My final try on the Linux machine was to use makemkvcon (the console version) to rip the DVD. ARM installed this, so no install guide here. This worked on Windows, but was very slow. I logged in to SSH as the arm user (which is what ARM runs as, and has permissions to access the drive), and told it to rip the first title of the DVD (usually that’s the movie) to the home directory
makemkvcon mkv dev:/dev/sr0 0 ~
It found the disk, read the titles, and started working. It doesn’t have any sort of progress bar, and it pre-allocates the output file so I can’t look at the file size as an indication of how far along it is, but it seemed to be doing fine. There were no kernel errors at all. Networking about 30-40Mbps consistently from the iSCSI target device, which should mean the file should rip in under an hour (and also 50x faster than on Windows). This is not super fast, but it’s faster than the DVD would play back normally, so it’s reasonable to say this speed limit could be due to the DVD drive. I didn’t buy it for this project, it’s something I’ve had for years to install legacy software, so it might just be slow. Some drives are also known to slow down to only a bit faster than needed for playback when reading movies, for… reasons? As expected by the data rate, the command finished in just under a half hour, giving me an MKV file which played back correctly, with chapter markers and everything. It’s still in MPEG2 format as it was on disk, so it’s huge, but transcoding is something Handbrake can do without needing to access the device.
I also tried running the iSCSI target on a more powerful machine (a dual-core Atom, with USB3 and Gigabit Ethernet), using Ubuntu 20.04 Live Server, and got the same results. This means it’s not (largely) an issue with the Raspberry Pi, but there could be issues in tgt (since I used it for both tests).
As a final test, I installed MakeMKV on the Ubuntu Live Server (the dual-core Atom), and had it extract a smaller 2 minute title from the same disk (since live CDs put the root FS on a RAM disk, it can’t fit the full title). Based on the time it took to extract the 2 hour 30 minute title over iSCSI, I estimated it should take about 25 seconds for the smaller title, and the time was fairly close, so the speed is a limitation of the drive, and not the network or iSCSI overhead (at least with the Linux initiator, and using MakeMKV)
Does this work? Yes. MakeMKV is able to use the iSCSI device on Linux at (what I think) is about the same speed as it would on a physical device. However, not every program was able to access the device, and a lot resulted in transfer errors.

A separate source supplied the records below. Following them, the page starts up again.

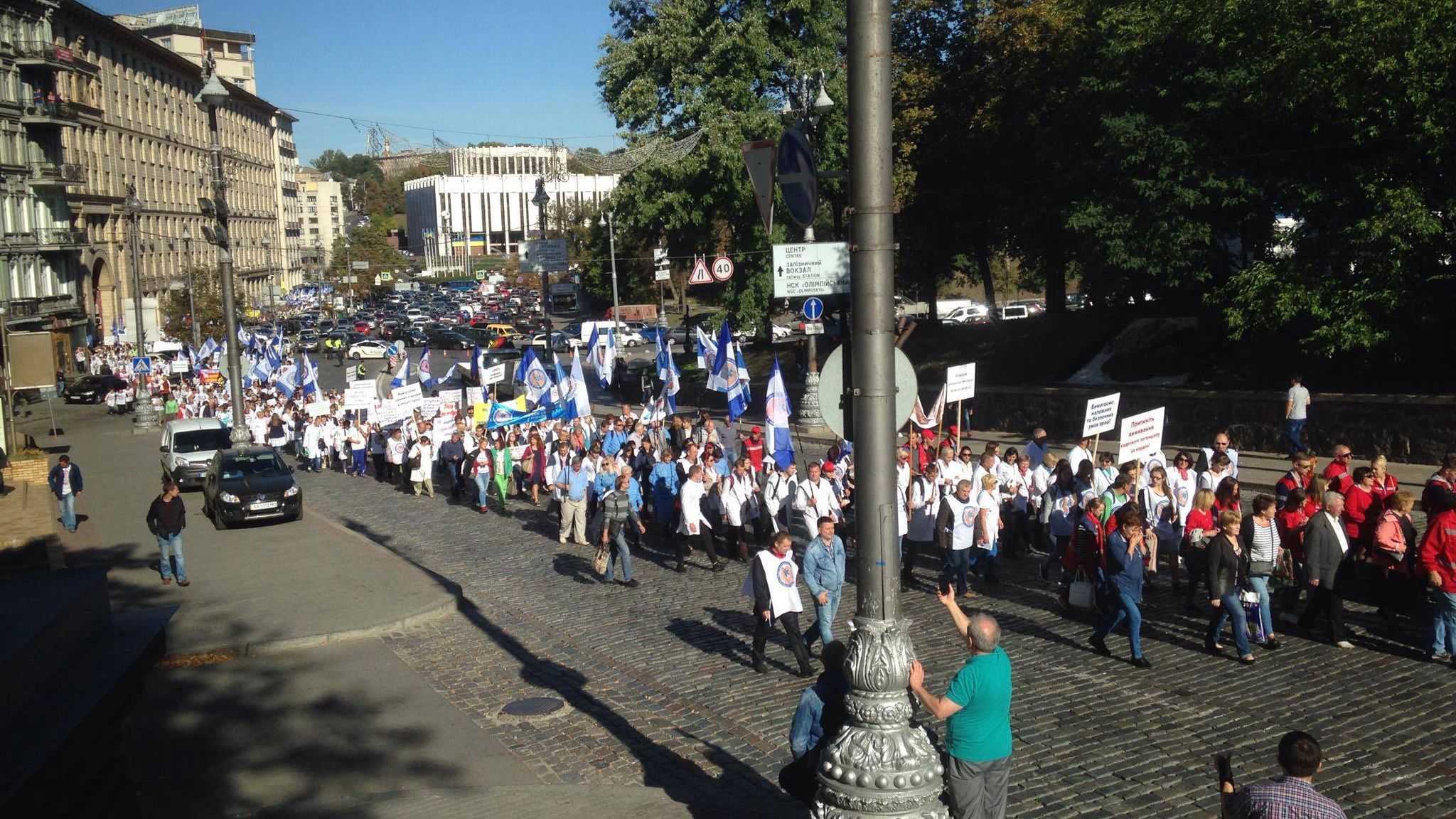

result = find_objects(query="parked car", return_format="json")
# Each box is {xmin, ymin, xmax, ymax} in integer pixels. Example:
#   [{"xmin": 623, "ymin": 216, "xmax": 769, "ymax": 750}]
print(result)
[
  {"xmin": 428, "ymin": 329, "xmax": 475, "ymax": 350},
  {"xmin": 350, "ymin": 338, "xmax": 389, "ymax": 361},
  {"xmin": 63, "ymin": 376, "xmax": 127, "ymax": 404},
  {"xmin": 203, "ymin": 446, "xmax": 303, "ymax": 529},
  {"xmin": 161, "ymin": 418, "xmax": 233, "ymax": 488}
]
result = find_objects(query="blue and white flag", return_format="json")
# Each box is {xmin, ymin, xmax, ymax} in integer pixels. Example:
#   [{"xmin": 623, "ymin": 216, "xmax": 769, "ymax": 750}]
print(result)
[
  {"xmin": 562, "ymin": 350, "xmax": 591, "ymax": 418},
  {"xmin": 763, "ymin": 355, "xmax": 793, "ymax": 469},
  {"xmin": 515, "ymin": 347, "xmax": 552, "ymax": 402},
  {"xmin": 389, "ymin": 355, "xmax": 409, "ymax": 389}
]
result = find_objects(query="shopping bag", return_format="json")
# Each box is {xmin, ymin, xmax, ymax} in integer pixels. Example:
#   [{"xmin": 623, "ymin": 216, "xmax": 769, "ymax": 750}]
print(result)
[{"xmin": 1067, "ymin": 569, "xmax": 1096, "ymax": 609}]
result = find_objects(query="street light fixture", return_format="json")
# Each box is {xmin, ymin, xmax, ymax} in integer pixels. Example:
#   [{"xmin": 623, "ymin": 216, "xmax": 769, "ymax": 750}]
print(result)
[
  {"xmin": 599, "ymin": 210, "xmax": 621, "ymax": 344},
  {"xmin": 193, "ymin": 51, "xmax": 252, "ymax": 444},
  {"xmin": 121, "ymin": 182, "xmax": 157, "ymax": 430}
]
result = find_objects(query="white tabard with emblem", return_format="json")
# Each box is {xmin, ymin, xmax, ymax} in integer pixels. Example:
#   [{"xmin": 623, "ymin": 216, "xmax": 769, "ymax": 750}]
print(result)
[
  {"xmin": 742, "ymin": 550, "xmax": 803, "ymax": 619},
  {"xmin": 941, "ymin": 493, "xmax": 980, "ymax": 551}
]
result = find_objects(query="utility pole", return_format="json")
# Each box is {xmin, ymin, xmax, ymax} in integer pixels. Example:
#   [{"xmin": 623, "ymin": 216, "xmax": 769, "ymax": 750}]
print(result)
[
  {"xmin": 814, "ymin": 0, "xmax": 946, "ymax": 818},
  {"xmin": 121, "ymin": 182, "xmax": 157, "ymax": 430},
  {"xmin": 182, "ymin": 225, "xmax": 203, "ymax": 353},
  {"xmin": 195, "ymin": 51, "xmax": 252, "ymax": 444}
]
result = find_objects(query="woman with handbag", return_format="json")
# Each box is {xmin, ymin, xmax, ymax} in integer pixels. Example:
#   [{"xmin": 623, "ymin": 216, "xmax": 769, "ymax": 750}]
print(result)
[
  {"xmin": 1182, "ymin": 490, "xmax": 1219, "ymax": 614},
  {"xmin": 1370, "ymin": 491, "xmax": 1421, "ymax": 625},
  {"xmin": 1239, "ymin": 494, "xmax": 1284, "ymax": 648},
  {"xmin": 1057, "ymin": 497, "xmax": 1103, "ymax": 609},
  {"xmin": 1203, "ymin": 510, "xmax": 1253, "ymax": 665},
  {"xmin": 1088, "ymin": 504, "xmax": 1153, "ymax": 669}
]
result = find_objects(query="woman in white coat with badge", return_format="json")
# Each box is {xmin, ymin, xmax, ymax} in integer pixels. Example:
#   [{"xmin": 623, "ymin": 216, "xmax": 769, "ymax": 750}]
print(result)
[{"xmin": 742, "ymin": 532, "xmax": 814, "ymax": 678}]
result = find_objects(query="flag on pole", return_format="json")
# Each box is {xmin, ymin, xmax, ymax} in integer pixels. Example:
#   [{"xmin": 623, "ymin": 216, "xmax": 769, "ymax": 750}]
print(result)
[
  {"xmin": 562, "ymin": 350, "xmax": 591, "ymax": 418},
  {"xmin": 764, "ymin": 355, "xmax": 793, "ymax": 469}
]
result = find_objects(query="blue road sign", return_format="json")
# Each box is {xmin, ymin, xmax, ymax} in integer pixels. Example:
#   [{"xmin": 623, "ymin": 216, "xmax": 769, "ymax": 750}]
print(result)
[
  {"xmin": 778, "ymin": 128, "xmax": 818, "ymax": 228},
  {"xmin": 803, "ymin": 297, "xmax": 824, "ymax": 322}
]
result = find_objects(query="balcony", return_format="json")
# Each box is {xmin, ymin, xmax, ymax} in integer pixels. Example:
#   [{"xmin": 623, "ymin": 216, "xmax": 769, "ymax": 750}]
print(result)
[
  {"xmin": 21, "ymin": 102, "xmax": 77, "ymax": 125},
  {"xmin": 25, "ymin": 162, "xmax": 86, "ymax": 188}
]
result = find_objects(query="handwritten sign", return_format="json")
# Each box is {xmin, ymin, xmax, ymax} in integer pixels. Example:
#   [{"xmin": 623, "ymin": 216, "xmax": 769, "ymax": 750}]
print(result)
[
  {"xmin": 945, "ymin": 363, "xmax": 975, "ymax": 401},
  {"xmin": 343, "ymin": 380, "xmax": 378, "ymax": 410},
  {"xmin": 390, "ymin": 382, "xmax": 425, "ymax": 412},
  {"xmin": 1082, "ymin": 392, "xmax": 1123, "ymax": 439},
  {"xmin": 1117, "ymin": 407, "xmax": 1166, "ymax": 464}
]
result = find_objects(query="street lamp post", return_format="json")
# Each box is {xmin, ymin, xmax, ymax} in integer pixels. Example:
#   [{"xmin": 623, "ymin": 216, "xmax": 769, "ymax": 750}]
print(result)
[
  {"xmin": 182, "ymin": 226, "xmax": 203, "ymax": 353},
  {"xmin": 814, "ymin": 0, "xmax": 946, "ymax": 819},
  {"xmin": 121, "ymin": 182, "xmax": 157, "ymax": 430},
  {"xmin": 783, "ymin": 71, "xmax": 835, "ymax": 427},
  {"xmin": 195, "ymin": 51, "xmax": 252, "ymax": 444},
  {"xmin": 601, "ymin": 210, "xmax": 621, "ymax": 343},
  {"xmin": 532, "ymin": 176, "xmax": 550, "ymax": 333},
  {"xmin": 264, "ymin": 233, "xmax": 278, "ymax": 338}
]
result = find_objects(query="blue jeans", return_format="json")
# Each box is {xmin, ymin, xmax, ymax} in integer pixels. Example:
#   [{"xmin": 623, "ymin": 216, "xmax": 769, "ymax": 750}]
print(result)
[
  {"xmin": 1284, "ymin": 418, "xmax": 1305, "ymax": 458},
  {"xmin": 60, "ymin": 493, "xmax": 75, "ymax": 532},
  {"xmin": 803, "ymin": 589, "xmax": 843, "ymax": 647},
  {"xmin": 1431, "ymin": 590, "xmax": 1456, "ymax": 655},
  {"xmin": 157, "ymin": 532, "xmax": 186, "ymax": 580},
  {"xmin": 1092, "ymin": 592, "xmax": 1143, "ymax": 660},
  {"xmin": 1203, "ymin": 592, "xmax": 1249, "ymax": 657},
  {"xmin": 945, "ymin": 550, "xmax": 971, "ymax": 594},
  {"xmin": 1241, "ymin": 577, "xmax": 1274, "ymax": 640},
  {"xmin": 607, "ymin": 523, "xmax": 632, "ymax": 583}
]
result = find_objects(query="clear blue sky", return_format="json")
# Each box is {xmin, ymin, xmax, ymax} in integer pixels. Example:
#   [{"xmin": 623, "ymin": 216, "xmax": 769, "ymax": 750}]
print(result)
[{"xmin": 94, "ymin": 0, "xmax": 617, "ymax": 164}]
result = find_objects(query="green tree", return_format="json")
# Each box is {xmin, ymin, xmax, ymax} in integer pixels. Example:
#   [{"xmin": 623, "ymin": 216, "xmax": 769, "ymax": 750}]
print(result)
[{"xmin": 597, "ymin": 0, "xmax": 845, "ymax": 332}]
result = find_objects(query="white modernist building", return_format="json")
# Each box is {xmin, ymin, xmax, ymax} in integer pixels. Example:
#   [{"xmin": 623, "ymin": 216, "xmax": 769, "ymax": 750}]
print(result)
[{"xmin": 405, "ymin": 147, "xmax": 617, "ymax": 258}]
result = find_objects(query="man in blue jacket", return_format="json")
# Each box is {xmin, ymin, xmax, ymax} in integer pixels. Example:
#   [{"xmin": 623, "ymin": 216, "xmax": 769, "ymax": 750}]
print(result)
[
  {"xmin": 45, "ymin": 455, "xmax": 82, "ymax": 532},
  {"xmin": 803, "ymin": 516, "xmax": 845, "ymax": 648}
]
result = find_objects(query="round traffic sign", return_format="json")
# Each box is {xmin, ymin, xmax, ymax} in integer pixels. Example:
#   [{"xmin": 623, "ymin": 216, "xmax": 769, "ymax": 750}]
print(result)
[
  {"xmin": 803, "ymin": 296, "xmax": 824, "ymax": 322},
  {"xmin": 778, "ymin": 128, "xmax": 818, "ymax": 228}
]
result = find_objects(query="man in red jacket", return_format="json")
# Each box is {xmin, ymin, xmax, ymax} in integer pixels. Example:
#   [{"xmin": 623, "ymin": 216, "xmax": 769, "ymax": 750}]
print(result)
[
  {"xmin": 1420, "ymin": 508, "xmax": 1456, "ymax": 666},
  {"xmin": 1324, "ymin": 443, "xmax": 1354, "ymax": 494}
]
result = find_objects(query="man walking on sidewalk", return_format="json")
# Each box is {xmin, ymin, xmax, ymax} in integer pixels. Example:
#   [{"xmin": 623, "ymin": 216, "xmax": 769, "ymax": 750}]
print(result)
[
  {"xmin": 147, "ymin": 481, "xmax": 192, "ymax": 586},
  {"xmin": 45, "ymin": 455, "xmax": 82, "ymax": 532}
]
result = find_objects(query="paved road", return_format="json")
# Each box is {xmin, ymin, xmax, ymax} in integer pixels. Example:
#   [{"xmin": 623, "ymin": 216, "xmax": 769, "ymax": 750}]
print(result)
[{"xmin": 287, "ymin": 454, "xmax": 1456, "ymax": 818}]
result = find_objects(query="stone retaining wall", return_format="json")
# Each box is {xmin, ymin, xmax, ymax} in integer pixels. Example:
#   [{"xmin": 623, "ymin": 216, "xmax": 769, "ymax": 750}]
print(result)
[{"xmin": 955, "ymin": 386, "xmax": 1456, "ymax": 464}]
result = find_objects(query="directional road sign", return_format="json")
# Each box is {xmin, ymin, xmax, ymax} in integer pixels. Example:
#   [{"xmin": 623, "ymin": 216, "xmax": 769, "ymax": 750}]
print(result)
[
  {"xmin": 778, "ymin": 128, "xmax": 818, "ymax": 228},
  {"xmin": 803, "ymin": 293, "xmax": 824, "ymax": 322}
]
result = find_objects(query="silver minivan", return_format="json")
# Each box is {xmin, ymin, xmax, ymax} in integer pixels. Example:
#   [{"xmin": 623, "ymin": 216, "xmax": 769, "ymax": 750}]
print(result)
[{"xmin": 161, "ymin": 418, "xmax": 233, "ymax": 488}]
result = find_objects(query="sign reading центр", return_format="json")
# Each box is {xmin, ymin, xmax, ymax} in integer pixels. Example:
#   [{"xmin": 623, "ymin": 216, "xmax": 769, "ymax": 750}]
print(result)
[
  {"xmin": 1082, "ymin": 392, "xmax": 1123, "ymax": 437},
  {"xmin": 1117, "ymin": 407, "xmax": 1165, "ymax": 464}
]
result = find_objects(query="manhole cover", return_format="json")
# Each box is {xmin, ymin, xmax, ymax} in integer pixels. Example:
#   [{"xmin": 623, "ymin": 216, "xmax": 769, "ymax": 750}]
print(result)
[{"xmin": 501, "ymin": 697, "xmax": 567, "ymax": 717}]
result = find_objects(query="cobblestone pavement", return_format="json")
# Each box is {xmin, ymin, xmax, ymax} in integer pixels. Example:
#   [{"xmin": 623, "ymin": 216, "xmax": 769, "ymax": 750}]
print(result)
[{"xmin": 300, "ymin": 463, "xmax": 1456, "ymax": 819}]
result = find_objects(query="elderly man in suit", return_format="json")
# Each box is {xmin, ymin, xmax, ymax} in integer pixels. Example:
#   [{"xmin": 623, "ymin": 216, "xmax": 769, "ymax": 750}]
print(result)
[{"xmin": 1299, "ymin": 491, "xmax": 1354, "ymax": 648}]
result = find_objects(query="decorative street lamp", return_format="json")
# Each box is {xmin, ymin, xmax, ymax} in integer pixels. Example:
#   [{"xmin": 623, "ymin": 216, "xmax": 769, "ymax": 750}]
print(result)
[
  {"xmin": 121, "ymin": 182, "xmax": 157, "ymax": 430},
  {"xmin": 193, "ymin": 50, "xmax": 252, "ymax": 444}
]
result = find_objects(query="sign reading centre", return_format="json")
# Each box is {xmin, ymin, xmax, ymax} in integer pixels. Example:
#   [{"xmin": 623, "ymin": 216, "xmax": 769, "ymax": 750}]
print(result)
[
  {"xmin": 945, "ymin": 363, "xmax": 975, "ymax": 401},
  {"xmin": 773, "ymin": 242, "xmax": 849, "ymax": 299},
  {"xmin": 1117, "ymin": 407, "xmax": 1166, "ymax": 464},
  {"xmin": 1082, "ymin": 392, "xmax": 1123, "ymax": 437}
]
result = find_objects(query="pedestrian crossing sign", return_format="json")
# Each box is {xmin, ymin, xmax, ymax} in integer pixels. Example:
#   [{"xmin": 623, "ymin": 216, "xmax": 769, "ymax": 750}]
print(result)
[{"xmin": 687, "ymin": 257, "xmax": 714, "ymax": 284}]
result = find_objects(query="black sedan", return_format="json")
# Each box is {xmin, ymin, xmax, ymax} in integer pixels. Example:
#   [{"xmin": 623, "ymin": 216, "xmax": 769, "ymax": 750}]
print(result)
[
  {"xmin": 64, "ymin": 376, "xmax": 127, "ymax": 404},
  {"xmin": 429, "ymin": 329, "xmax": 475, "ymax": 350},
  {"xmin": 203, "ymin": 446, "xmax": 303, "ymax": 529}
]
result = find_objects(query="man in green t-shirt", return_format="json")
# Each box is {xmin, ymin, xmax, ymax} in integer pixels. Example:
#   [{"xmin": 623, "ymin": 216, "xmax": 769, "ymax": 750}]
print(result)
[{"xmin": 910, "ymin": 590, "xmax": 1010, "ymax": 819}]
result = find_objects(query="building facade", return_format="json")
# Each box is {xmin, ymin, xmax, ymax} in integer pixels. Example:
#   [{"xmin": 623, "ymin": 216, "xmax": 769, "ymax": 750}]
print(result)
[
  {"xmin": 405, "ymin": 147, "xmax": 617, "ymax": 264},
  {"xmin": 0, "ymin": 0, "xmax": 301, "ymax": 354}
]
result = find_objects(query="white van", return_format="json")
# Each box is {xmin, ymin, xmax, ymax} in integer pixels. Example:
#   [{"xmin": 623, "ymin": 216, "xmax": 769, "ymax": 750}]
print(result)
[{"xmin": 161, "ymin": 418, "xmax": 233, "ymax": 487}]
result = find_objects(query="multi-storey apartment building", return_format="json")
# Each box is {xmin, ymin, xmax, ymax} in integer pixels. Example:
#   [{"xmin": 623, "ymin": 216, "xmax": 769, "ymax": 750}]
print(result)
[{"xmin": 0, "ymin": 0, "xmax": 301, "ymax": 357}]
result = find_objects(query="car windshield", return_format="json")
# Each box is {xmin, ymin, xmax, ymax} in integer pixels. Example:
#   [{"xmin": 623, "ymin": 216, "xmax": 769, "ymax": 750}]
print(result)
[
  {"xmin": 172, "ymin": 429, "xmax": 233, "ymax": 455},
  {"xmin": 223, "ymin": 451, "xmax": 289, "ymax": 481}
]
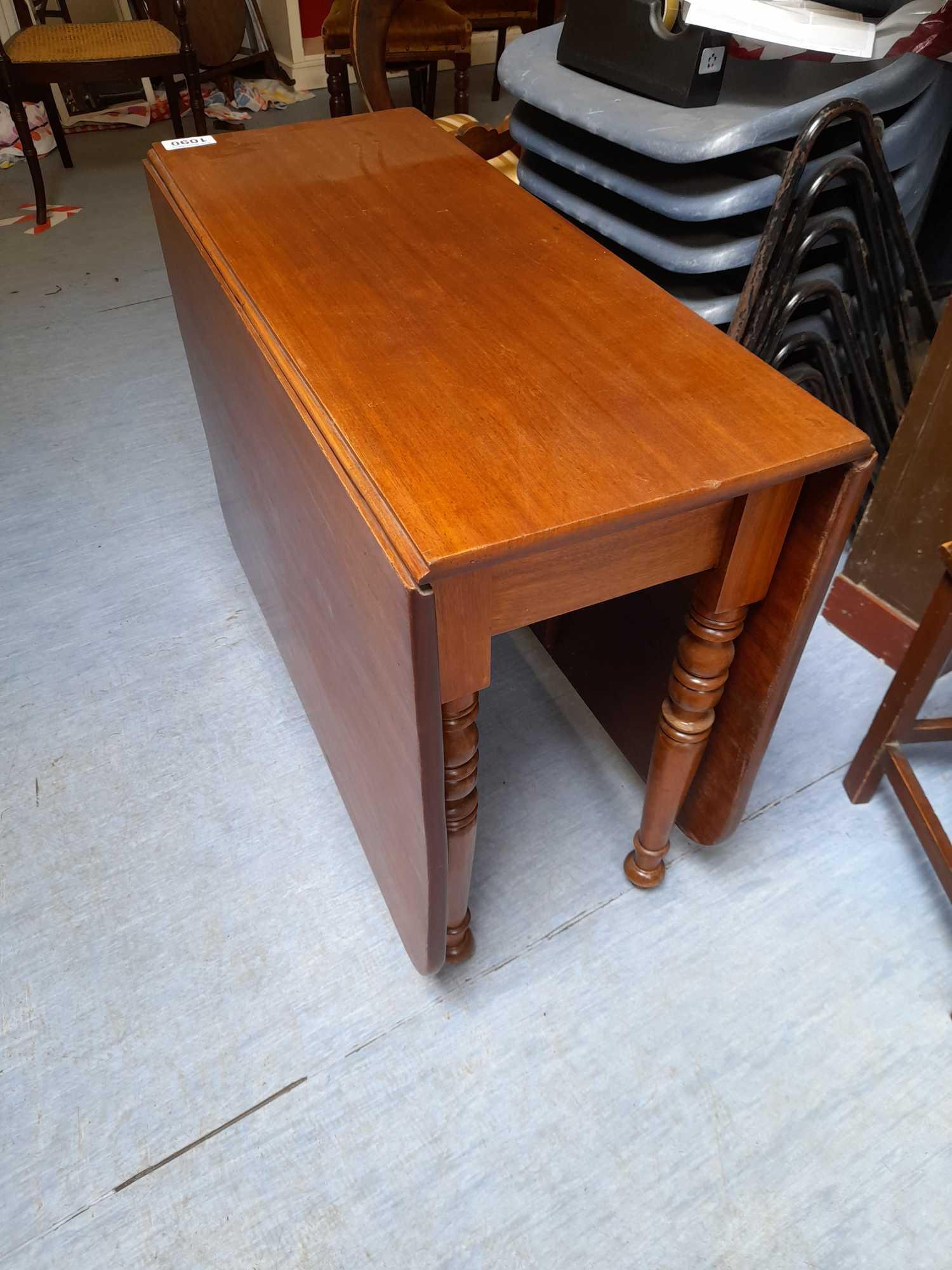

I think iSCSI is a valid approach to this problem, but I need a better software stack to implement it (possibly using MakeMKV exclusively to deal with the disk, since it seems to have no problems with iSCSI on Linux). I am also pretty impressed by how well the Pi worked out as an iSCSI target, despite the low power and data throughput.
It’s possible I could abandon ARM and do it on my own. I don’t particularly need all of the features of ARM, and it seems to have gained an absolute ton of feature creep over the years (just look at all the options for notifications, IFTTT, etc.) but the core ripping code is still a pretty simple python script. I could also avoid iSCSI and run MakeMKV on the Pi directly, dumping the ripped file to a network share which the transcode VM scans, but I’d need to keep the temporary files on the network as well to avoid SD card wear. Maybe I just need to fork ARM and modify it to use MakeMKV for DVDs in addition to BDs, and Handbrake for transcoding the resulting file.
Whatever method I go down, I’ll be sure to document it in the future.